- The claim that \(2^{K}\) designs are optimal is a bold one, and before we can justify it, we need a sense of (1) the setting, i.e., what are alternative designs are up for consideration and (2) the criteria that will be used to call one design better than an another.
- Setting: We have a fixed budget of \(n\) samples. Without loss of generality, the factors take their values within the interval \(\left[-1, 1\right]\). A candidate design is any way of gathering \(n\) samples from among all the possible settings of the \(K\) factors.
- Criteria: We want to estimate the effects “as well as possible.” We also want to make good predictions at new factor combinations. We’ll have to make these notions precise.
- We won’t give formal proofs of optimality (it’s beyond the scope of our book). But we will use simulations to get a sense of the key phenomena at work here, and we’ll create names (like \(D-\), \(G-\), and \(I\)-optimality) to describe what we see.
Simulation
- For simplicity, let’s consider \(K = 1\). We know that we can use linear regression to estimate factor effects. Suppose that the underlying function is a true linear regression and that our sample size budget is \(n = 4\). How should we distributed our four points in order to achieve a good estimate of the underlying linear regression?
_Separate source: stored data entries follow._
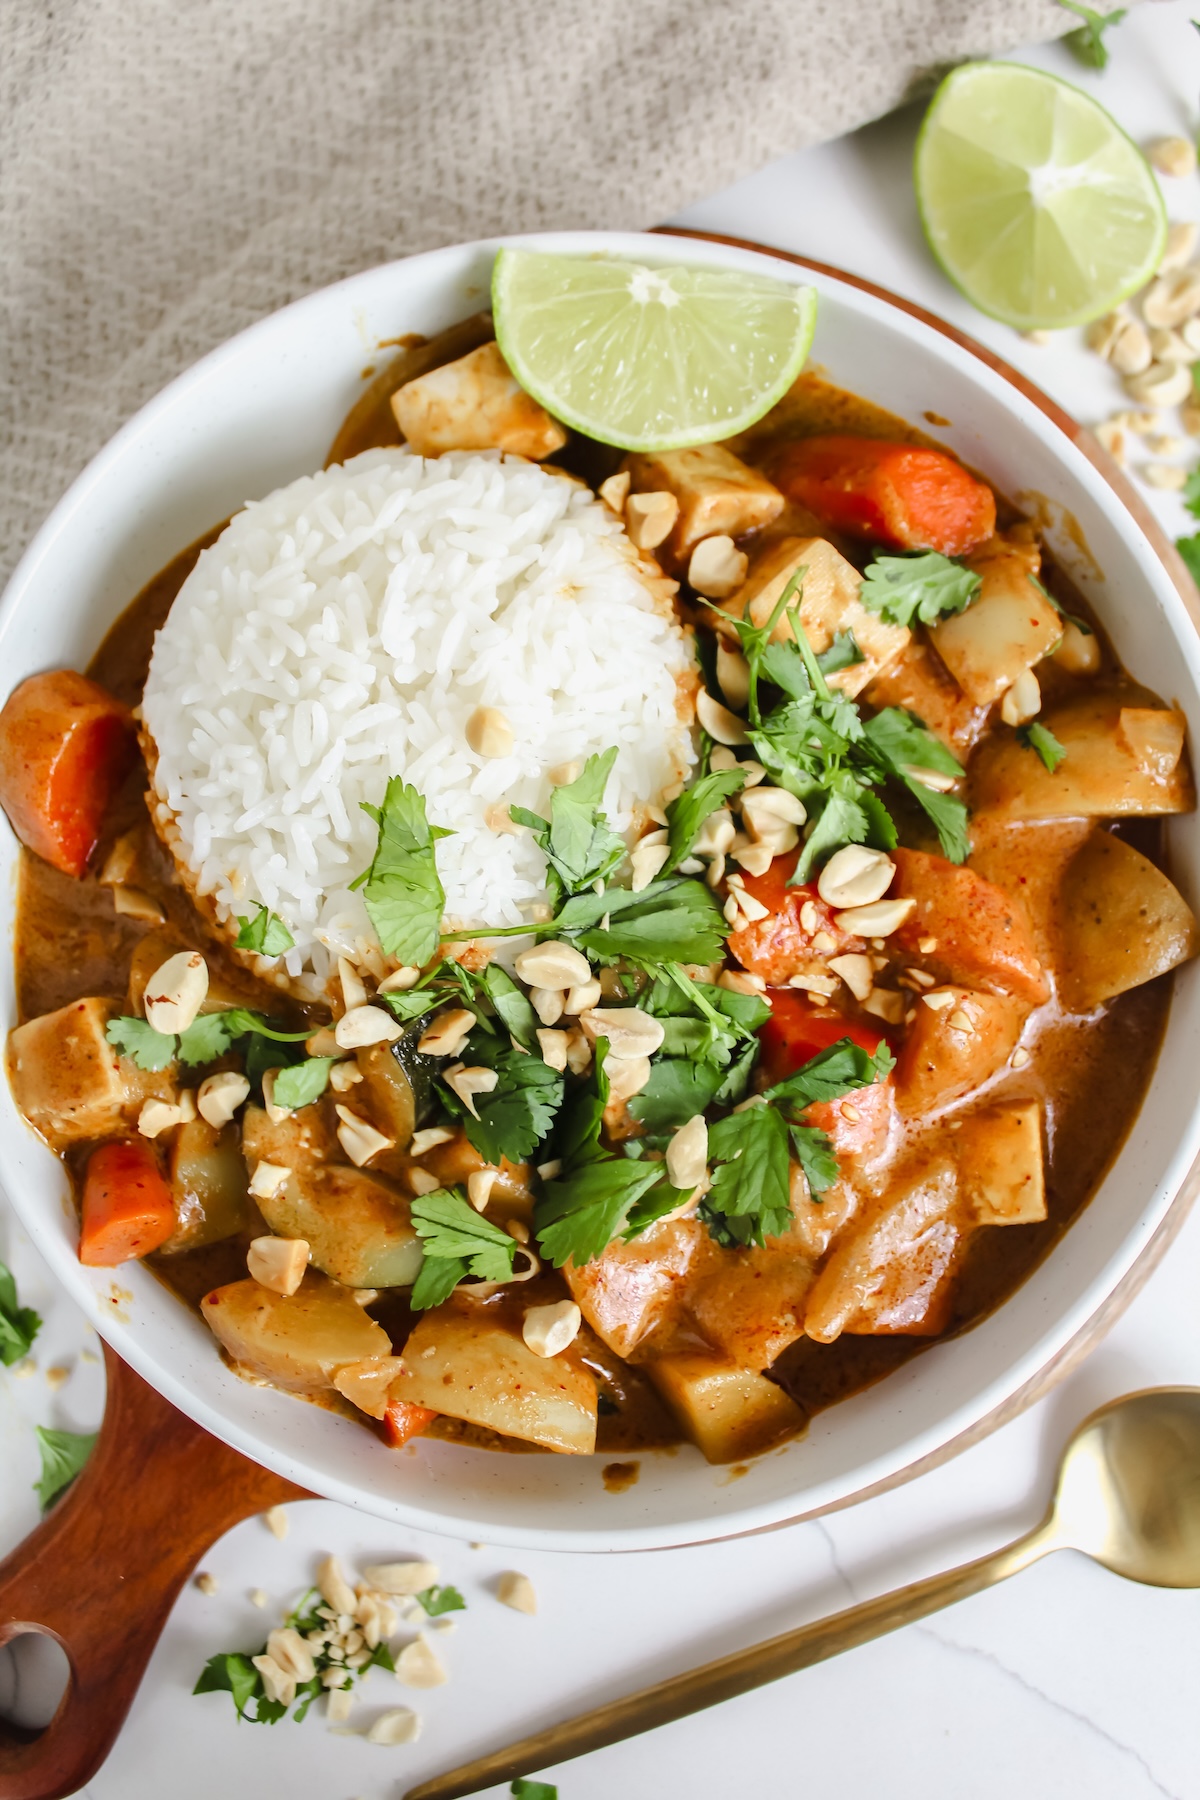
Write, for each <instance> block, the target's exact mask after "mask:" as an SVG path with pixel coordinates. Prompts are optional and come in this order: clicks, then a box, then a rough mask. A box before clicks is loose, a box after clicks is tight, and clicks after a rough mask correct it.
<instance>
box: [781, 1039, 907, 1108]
mask: <svg viewBox="0 0 1200 1800" xmlns="http://www.w3.org/2000/svg"><path fill="white" fill-rule="evenodd" d="M892 1064H894V1057H892V1053H891V1049H889V1048H887V1044H883V1042H882V1044H880V1048H878V1049H876V1053H874V1055H871V1053H869V1051H865V1049H864V1048H862V1044H855V1040H853V1039H849V1037H842V1039H838V1042H837V1044H829V1048H828V1049H822V1051H819V1055H815V1057H810V1060H808V1062H806V1064H802V1066H801V1067H799V1069H797V1071H795V1075H788V1076H786V1080H783V1082H775V1085H774V1087H768V1089H766V1096H765V1098H766V1100H777V1102H779V1103H783V1105H786V1107H792V1109H795V1111H801V1109H802V1107H810V1105H813V1103H815V1102H820V1100H840V1098H842V1096H844V1094H853V1093H855V1089H856V1087H871V1085H873V1084H874V1082H878V1080H883V1076H885V1075H887V1073H889V1071H891V1067H892Z"/></svg>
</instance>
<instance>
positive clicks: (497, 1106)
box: [439, 1035, 565, 1163]
mask: <svg viewBox="0 0 1200 1800" xmlns="http://www.w3.org/2000/svg"><path fill="white" fill-rule="evenodd" d="M462 1058H464V1062H468V1064H470V1066H471V1067H484V1069H495V1071H497V1076H498V1080H497V1085H495V1087H493V1089H491V1093H489V1094H475V1111H477V1114H479V1118H471V1114H470V1111H468V1109H466V1107H464V1105H462V1102H461V1100H459V1096H457V1094H455V1093H453V1089H450V1087H441V1089H439V1093H441V1098H443V1103H444V1105H446V1109H448V1111H450V1112H453V1114H455V1118H461V1120H462V1129H464V1132H466V1138H468V1143H470V1145H471V1147H473V1148H475V1150H479V1154H480V1156H482V1157H484V1159H486V1161H488V1163H500V1161H502V1157H507V1159H509V1163H524V1161H525V1159H527V1157H529V1154H531V1152H533V1150H536V1147H538V1145H540V1143H542V1139H543V1138H545V1136H547V1134H549V1130H551V1127H552V1125H554V1114H556V1112H558V1109H560V1107H561V1103H563V1085H565V1084H563V1076H561V1075H558V1071H556V1069H551V1066H549V1064H547V1062H542V1058H540V1057H533V1055H525V1053H524V1051H520V1049H507V1048H506V1049H502V1048H500V1046H498V1042H497V1040H495V1037H493V1039H491V1040H488V1039H482V1037H479V1035H471V1037H470V1039H468V1044H466V1048H464V1051H462Z"/></svg>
Figure 1: Three candidate designs explored in our \(K = 1\) simulation.
- Here are three candidates,
- Near the origin: Place two points each at -0.1 and 0.1.
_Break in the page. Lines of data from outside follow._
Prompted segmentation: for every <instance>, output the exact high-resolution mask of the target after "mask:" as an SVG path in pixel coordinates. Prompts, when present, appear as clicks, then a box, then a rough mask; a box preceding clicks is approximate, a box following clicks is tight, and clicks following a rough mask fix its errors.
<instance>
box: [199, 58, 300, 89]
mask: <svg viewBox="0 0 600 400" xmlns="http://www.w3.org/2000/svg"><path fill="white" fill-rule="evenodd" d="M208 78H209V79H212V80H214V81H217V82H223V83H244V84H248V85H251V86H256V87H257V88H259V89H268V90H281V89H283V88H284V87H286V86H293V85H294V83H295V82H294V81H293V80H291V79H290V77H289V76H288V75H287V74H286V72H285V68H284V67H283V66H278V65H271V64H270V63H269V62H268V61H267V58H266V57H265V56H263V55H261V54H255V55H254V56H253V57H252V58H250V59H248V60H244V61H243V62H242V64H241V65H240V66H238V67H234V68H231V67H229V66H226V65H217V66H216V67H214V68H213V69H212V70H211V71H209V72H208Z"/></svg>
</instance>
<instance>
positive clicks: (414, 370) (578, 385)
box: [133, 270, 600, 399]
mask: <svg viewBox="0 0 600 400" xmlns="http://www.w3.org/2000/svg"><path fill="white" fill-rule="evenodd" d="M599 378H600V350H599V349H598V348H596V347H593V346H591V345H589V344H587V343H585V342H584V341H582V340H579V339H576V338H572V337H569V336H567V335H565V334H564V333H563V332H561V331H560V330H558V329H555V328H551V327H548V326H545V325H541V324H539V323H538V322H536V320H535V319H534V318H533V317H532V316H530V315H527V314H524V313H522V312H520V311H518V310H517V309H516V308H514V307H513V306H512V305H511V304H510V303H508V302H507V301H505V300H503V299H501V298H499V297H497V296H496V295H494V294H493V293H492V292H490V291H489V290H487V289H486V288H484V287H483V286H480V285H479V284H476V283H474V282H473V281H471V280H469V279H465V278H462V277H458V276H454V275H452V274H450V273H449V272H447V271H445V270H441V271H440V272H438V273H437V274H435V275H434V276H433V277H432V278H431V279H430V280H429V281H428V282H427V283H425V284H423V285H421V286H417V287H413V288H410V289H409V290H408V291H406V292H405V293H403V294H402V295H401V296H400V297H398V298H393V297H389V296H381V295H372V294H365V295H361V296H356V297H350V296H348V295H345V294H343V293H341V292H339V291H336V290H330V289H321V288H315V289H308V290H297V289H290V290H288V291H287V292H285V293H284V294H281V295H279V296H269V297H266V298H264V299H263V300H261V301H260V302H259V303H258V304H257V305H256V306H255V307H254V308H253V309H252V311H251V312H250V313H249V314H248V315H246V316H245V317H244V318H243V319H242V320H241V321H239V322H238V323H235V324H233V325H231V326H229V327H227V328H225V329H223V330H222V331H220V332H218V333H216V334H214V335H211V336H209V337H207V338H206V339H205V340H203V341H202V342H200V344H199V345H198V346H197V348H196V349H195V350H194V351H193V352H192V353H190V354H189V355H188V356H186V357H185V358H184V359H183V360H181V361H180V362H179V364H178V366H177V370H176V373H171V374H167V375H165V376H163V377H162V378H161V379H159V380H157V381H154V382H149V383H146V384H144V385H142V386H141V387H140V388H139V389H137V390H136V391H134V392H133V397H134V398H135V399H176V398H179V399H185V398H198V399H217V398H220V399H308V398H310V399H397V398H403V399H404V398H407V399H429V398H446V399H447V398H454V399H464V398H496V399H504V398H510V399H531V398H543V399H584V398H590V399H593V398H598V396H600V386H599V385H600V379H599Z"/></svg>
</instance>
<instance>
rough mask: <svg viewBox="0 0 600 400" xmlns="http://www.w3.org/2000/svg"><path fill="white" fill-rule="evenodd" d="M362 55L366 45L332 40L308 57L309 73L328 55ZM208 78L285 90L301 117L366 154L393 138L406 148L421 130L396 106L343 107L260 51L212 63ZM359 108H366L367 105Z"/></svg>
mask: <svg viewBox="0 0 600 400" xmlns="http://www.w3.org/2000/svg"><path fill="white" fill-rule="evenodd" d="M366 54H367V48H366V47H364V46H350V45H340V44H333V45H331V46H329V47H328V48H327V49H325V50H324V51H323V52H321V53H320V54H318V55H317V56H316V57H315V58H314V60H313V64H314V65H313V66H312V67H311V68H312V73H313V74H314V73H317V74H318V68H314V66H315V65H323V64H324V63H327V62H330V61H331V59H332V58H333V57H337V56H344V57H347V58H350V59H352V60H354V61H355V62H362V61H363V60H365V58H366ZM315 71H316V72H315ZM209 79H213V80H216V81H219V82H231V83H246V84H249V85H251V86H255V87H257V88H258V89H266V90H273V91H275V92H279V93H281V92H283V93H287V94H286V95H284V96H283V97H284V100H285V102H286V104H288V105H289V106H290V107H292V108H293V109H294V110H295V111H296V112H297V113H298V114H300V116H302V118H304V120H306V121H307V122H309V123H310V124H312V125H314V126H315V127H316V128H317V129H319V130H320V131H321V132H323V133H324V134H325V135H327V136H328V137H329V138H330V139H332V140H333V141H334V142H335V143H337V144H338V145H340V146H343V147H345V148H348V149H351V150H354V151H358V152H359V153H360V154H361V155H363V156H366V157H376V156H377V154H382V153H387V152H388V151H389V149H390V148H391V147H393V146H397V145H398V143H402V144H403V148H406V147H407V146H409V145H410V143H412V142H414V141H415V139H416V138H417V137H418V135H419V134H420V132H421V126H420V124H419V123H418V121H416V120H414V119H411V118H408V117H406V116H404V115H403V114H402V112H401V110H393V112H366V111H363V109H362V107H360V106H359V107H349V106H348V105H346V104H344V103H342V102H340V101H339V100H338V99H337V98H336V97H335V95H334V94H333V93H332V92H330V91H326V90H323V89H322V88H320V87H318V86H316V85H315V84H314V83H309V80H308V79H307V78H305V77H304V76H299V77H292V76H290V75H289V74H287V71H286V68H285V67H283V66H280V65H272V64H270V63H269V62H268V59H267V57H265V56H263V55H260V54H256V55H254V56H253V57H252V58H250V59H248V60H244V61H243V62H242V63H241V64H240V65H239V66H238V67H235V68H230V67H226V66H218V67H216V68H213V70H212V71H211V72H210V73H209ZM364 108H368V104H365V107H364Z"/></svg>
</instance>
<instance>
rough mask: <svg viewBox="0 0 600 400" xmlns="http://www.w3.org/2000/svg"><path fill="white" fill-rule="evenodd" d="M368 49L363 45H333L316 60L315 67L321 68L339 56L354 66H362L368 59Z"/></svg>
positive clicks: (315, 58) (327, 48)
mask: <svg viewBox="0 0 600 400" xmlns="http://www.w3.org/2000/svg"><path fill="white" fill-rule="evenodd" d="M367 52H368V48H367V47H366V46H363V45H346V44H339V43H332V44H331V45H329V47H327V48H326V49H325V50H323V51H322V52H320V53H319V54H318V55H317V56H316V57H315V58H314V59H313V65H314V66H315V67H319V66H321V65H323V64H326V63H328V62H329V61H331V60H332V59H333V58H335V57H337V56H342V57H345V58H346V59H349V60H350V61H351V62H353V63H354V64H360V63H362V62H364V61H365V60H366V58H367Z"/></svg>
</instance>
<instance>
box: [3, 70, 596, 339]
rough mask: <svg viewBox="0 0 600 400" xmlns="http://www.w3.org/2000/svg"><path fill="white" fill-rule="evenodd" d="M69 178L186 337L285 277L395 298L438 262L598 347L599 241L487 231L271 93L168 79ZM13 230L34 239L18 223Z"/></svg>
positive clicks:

- Equispaced: Place the four points equally spaced between -1 and 1
- Boundaries: Place 2 points at -1 and 2 at 1
- To illustrate this idea, consider the animation above. Each frame is a random run from the simulation. The red line is the true regression function, the three panels correspond to the different placements of \(x\), and the black dots are random \(y\)’s that we observe when sampling at \(x\). The orange, green, and blue lines are the regression fits corresponding to those \(\left(x, y\right)\) pairs After running this 1000 times, we get the figures below.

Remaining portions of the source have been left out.